Jakarta, Antartika Media Indonesia – Ketua Umum Aliansi Anti Narkoba dan Tindak Korupsi Anggaran (ANTARTIKA), Ramses Sitorus, mendesak Kapolri agar serius memberantas peredaran obat keras tanpa resep dokter yang disebut sudah menjamur di berbagai daerah di Indonesia. Ia menilai persoalan tersebut telah menjadi ancaman serius bagi kesehatan masyarakat dan masa depan generasi muda.

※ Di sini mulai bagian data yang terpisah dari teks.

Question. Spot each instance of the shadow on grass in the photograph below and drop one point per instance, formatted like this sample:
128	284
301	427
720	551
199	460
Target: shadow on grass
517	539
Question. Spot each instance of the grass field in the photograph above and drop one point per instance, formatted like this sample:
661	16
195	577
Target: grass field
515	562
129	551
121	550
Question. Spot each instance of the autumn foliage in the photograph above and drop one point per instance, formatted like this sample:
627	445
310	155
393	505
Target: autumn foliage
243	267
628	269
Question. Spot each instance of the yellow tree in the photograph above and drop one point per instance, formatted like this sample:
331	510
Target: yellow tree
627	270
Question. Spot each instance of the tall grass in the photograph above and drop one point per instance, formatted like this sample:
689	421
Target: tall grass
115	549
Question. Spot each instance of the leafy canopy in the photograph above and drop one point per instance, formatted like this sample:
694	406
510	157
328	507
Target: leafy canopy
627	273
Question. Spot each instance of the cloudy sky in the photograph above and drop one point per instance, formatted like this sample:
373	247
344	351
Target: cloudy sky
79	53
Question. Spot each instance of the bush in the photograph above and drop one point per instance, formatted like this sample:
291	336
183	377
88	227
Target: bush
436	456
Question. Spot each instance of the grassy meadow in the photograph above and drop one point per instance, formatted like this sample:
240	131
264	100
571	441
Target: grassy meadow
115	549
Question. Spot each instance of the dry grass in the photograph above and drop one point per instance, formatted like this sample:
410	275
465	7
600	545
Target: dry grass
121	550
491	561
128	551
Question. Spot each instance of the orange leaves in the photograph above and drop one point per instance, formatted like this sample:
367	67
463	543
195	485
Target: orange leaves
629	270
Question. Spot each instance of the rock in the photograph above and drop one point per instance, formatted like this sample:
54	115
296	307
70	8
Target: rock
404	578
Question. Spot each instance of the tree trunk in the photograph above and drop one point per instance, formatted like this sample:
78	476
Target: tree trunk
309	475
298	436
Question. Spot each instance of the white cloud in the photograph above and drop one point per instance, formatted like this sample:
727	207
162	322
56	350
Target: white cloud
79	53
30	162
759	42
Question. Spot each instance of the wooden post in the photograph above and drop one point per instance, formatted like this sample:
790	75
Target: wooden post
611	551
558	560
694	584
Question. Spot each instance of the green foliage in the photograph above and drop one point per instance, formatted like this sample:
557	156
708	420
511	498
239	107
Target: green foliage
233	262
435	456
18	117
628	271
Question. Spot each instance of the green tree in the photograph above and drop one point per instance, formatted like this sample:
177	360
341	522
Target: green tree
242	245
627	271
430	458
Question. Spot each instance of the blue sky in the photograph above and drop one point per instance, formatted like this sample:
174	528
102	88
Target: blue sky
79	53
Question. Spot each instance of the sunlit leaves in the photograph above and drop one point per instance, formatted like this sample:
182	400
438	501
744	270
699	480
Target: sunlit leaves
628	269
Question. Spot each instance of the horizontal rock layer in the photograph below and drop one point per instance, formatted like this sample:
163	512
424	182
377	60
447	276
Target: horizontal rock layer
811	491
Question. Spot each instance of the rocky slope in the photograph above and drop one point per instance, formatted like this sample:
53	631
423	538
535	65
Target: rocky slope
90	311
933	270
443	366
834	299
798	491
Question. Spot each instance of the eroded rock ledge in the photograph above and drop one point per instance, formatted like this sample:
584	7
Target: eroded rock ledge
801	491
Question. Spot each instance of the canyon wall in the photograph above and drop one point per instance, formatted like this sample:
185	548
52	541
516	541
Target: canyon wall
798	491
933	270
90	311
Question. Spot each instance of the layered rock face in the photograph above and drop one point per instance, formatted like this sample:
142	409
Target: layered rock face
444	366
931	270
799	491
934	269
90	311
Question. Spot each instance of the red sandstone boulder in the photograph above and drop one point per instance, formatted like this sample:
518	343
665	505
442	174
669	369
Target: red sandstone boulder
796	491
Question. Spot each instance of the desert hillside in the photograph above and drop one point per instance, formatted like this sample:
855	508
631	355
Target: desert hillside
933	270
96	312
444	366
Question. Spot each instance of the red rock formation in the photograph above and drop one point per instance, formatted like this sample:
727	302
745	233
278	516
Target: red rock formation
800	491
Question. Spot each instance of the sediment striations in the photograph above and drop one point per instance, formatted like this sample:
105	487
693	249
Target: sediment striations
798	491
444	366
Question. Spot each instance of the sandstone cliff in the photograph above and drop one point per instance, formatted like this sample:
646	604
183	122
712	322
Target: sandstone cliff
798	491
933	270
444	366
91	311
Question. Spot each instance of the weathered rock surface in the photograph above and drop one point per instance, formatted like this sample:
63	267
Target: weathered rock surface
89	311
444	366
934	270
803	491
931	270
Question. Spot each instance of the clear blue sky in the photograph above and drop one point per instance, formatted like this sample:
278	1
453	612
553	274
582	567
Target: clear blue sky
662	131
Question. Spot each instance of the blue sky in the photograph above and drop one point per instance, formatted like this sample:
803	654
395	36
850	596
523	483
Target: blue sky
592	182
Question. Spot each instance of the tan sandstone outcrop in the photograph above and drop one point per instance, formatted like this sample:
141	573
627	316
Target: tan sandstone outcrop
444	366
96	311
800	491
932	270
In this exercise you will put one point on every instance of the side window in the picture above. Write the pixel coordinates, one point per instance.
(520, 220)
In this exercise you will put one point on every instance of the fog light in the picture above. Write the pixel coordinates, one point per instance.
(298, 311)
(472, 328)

Menurut Ramses, penjualan obat keras secara bebas kini semakin mudah ditemukan, baik di perkotaan maupun daerah pinggiran. Kondisi ini dinilai memprihatinkan karena obat-obatan yang seharusnya diawasi ketat justru dapat diakses tanpa pengawasan medis.
Ia mengatakan, keberadaan toko obat keras yang berkedok toko kosmetik sudah menjamur di setiap kota, bahkan hingga masuk ke lingkungan permukiman warga. Modus tersebut dinilai menyulitkan pengawasan apabila tidak ditindak tegas oleh aparat penegak hukum.
“Keberadaan toko obat keras berkedok kosmetik sudah menjamur di setiap kota bahkan hingga ke lingkungan warga. Ini harus segera ditindak karena sangat berbahaya,” ujar Ramses dalam keterangannya, Senin (20/4).
Ramses menegaskan, penyalahgunaan obat keras tanpa resep dokter berpotensi menimbulkan dampak kesehatan serius, mulai dari ketergantungan, gangguan mental, hingga risiko kematian. Karena itu, penanganannya tidak bisa dianggap sebagai pelanggaran biasa.
Ia juga menyoroti ancaman terhadap generasi muda yang rentan menjadi sasaran peredaran obat-obatan tersebut. Menurutnya, jika tidak segera diberantas, penyalahgunaan obat keras dapat merusak kualitas sumber daya manusia Indonesia ke depan.
“Presiden Prabowo telah mencanangkan Indonesia Emas 2045. Karena itu generasi muda harus dilindungi dari ancaman narkotika dan obat keras ilegal yang merusak masa depan,” katanya.
Ramses meminta Polri bekerja sama dengan Badan Pengawas Obat dan Makanan (BPOM), pemerintah daerah, serta instansi terkait untuk melakukan razia rutin dan penindakan menyeluruh. Selain penjual, pemasok dan jaringan distribusi juga harus diungkap hingga ke akar-akarnya.
Ia juga mendorong adanya edukasi kepada masyarakat agar tidak membeli obat keras tanpa resep dokter. Menurutnya, peran keluarga, sekolah, dan lingkungan sangat penting dalam mencegah penyalahgunaan obat-obatan di kalangan remaja.
Ramses berharap langkah tegas aparat dapat segera memutus mata rantai peredaran obat keras ilegal di Indonesia. Dengan demikian, masyarakat akan lebih terlindungi dan cita-cita mewujudkan Indonesia Emas 2045 dapat tercapai dengan generasi yang sehat dan berkualitas.